Que se passe-t-il dans la Fraternité Saint-Pie-X ?

La cour d’assises des Yvelines a condamné vendredi soir 5 mai l’abbé Christophe Roisnel, prêtre de la Fraternité sacerdotale Saint-Pie-X (FSSPX) à seize ans de réclusion criminelle pour « viols aggravés » sur trois jeunes enseignantes de l’école Notre-Dame de la Sablonnière de Goussonville dont il était le directeur. Cette lourde condamnation est assortie d’une injonction de soins et d’une inscription au fichier des auteurs d’infractions sexuelles.

Même si l’avocat de l’accusé a indiqué qu’un procès canonique pourrait avoir lieu, au terme duquel l’abbé Roisnel pourrait être renvoyé de l’état clérical, cette affaire souligne la mauvaise gestion des cas d’abus sexuels au sein de la FSSPX. L’abbé Roisnel avait en effet déjà été l’objet d’un procès interne où la Fraternité avait conclu à des « actes sexuels sans fornication »avant de le muter dans une école de garçons puis, après un « comportement équivoque » avec de jeunes garçons, dans un couvent.

Selon l’association Aide aux victimes de dérives dans les mouvements religieux en Europe et à leurs familles (Avref), ces manières d’agir seraient récurrentes au sein de la FSSPX. Dans un Livre noir publié en mai 2016, elle relève ainsi plusieurs affaires d’abus étouffées par la Fraternité dont le supérieur général, Mgr Bernard Fellay, se serait contenté de muter les auteurs, contre les normes de l’Église concernant les délits graves (abus sexuels).
Comment réagit Rome?
Cette question de la gestion des abus sexuels « n’est absolument pas un problème » dans le processus de rapprochement avec la FSSPX, affirme-t-on à la Commission Ecclesia Dei chargée des discussions entre les lefebvristes et le Saint-Siège. Selon elle, « Mgr Fellay n’a jamais pris aucune décision concernant les délits graves sans en référer à la Congrégation pour la doctrine de la foi (CDF) ou à celle pour le clergé pour les renvois de l’état clérical ».
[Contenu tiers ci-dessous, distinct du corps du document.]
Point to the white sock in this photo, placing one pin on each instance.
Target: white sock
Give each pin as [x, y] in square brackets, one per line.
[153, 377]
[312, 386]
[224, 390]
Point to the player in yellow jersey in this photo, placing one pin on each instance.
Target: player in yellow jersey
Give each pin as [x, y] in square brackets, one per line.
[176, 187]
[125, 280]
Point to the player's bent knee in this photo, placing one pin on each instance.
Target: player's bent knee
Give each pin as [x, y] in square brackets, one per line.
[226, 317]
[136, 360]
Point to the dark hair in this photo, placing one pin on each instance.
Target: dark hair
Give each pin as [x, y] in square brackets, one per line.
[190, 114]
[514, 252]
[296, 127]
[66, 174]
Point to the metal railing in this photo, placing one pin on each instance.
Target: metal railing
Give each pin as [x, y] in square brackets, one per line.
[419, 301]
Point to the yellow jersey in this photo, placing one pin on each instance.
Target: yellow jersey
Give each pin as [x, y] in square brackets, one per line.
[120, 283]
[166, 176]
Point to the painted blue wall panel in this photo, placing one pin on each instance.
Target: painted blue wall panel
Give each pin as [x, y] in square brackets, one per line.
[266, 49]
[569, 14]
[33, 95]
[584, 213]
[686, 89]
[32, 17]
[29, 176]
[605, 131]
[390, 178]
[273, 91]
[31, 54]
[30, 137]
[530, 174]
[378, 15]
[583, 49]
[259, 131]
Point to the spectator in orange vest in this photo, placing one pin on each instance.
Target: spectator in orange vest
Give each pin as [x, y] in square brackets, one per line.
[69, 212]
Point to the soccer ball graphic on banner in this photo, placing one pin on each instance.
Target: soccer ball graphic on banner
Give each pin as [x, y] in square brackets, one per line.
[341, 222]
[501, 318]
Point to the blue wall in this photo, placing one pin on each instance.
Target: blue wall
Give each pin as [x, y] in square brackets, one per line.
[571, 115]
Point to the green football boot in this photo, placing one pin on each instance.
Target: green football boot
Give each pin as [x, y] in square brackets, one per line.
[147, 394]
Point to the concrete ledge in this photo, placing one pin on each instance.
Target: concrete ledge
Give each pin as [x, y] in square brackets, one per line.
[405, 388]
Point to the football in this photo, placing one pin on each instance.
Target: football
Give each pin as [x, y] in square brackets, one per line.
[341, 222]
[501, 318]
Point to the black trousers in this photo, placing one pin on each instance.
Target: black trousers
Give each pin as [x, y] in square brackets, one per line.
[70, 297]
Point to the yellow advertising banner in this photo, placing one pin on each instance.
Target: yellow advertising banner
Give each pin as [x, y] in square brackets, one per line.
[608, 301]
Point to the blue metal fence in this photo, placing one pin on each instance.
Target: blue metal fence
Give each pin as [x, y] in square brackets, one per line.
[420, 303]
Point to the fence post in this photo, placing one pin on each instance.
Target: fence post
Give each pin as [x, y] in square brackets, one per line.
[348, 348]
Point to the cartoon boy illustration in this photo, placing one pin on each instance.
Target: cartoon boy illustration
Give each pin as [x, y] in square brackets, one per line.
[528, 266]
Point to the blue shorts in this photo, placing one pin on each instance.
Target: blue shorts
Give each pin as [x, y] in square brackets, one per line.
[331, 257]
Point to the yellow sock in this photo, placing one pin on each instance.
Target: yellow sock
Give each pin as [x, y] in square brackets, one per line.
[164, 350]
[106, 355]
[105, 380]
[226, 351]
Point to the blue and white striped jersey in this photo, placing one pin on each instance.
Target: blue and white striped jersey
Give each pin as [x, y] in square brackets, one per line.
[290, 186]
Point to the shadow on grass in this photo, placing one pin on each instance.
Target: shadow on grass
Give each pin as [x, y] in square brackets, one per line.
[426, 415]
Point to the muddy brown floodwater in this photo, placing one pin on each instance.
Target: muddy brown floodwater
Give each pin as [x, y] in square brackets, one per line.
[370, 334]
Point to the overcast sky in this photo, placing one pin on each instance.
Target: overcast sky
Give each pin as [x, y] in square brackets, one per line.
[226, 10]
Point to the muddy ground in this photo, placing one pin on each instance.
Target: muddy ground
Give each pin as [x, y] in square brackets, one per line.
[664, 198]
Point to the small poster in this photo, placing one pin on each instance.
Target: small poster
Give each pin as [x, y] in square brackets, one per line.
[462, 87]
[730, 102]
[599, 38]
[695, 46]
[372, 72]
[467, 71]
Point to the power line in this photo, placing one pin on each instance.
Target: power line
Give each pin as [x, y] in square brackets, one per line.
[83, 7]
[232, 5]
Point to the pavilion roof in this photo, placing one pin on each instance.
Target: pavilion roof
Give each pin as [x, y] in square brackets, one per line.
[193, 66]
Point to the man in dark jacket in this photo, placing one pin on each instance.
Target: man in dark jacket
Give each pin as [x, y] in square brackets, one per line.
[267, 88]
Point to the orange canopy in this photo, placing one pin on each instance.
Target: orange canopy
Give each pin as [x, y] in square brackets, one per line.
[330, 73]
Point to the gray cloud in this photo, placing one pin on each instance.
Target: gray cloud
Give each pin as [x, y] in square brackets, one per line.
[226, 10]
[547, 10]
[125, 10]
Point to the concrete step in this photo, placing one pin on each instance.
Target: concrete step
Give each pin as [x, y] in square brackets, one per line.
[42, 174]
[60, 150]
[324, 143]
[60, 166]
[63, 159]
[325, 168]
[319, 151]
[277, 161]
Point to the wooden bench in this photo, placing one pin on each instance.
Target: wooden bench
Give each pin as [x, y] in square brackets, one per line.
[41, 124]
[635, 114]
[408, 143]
« Mgr Fellay n’a jamais voulu créer une Église parallèle », explique-t-on, confirmant que la CDF a déjà confié Mgr Fellay la possibilité de juger en première instance des auteurs d’abus sexuels. « Comment confier mandat à un supérieur pour juger un suspect selon les normes sur les délits graves quand ce même supérieur a précédemment contredit au sujet du même suspect ces mêmes normes ? », s’indigne d’ailleurs l’Avref dans son rapport.

À Ecclesia Dei, on reconnaît seulement du bout des lèvres que, si un accord aboutissait donnant un statut canonique à la Fraternité, le supérieur général de celle-ci serait « évidemment » justiciable du motu proprio Comme une mère aimante qui prévoit la « révocation » d’un ordinaire s’il a « manqué de diligence » dans les cas d’abus sexuels.
Où en est le dialogue de Rome avec la FSSPX?
Les discussions entre Rome et la Fraternité « n’ont aucune échéance temporelle précise », explique Ecclesia Dei, démentant toute annonce pour le 13 mai prochain (centenaire des apparitions de Fatima) ou le 7 juillet (dix ans du motu proprio Summorum pontificum). « Le temps de la réconciliation est toujours plus proche car nous avons fait du bon travail ces dernières années », explique-t-on seulement.

La « condition sine qua non » d’un statut officiel de la FSSPX dans l’Église catholique demeure que Mgr Fellay signe la déclaration doctrinale proposée sous le pontificat de Benoît XVI. « Mgr Fellay a demandé le temps nécessaire pour que toute la Fraternité soit prête à accepter l’accord »,explique Ecclesia Dei qui rappelle que la main tendue du pape François répond à « une volonté d’unité pour toute l’Église ».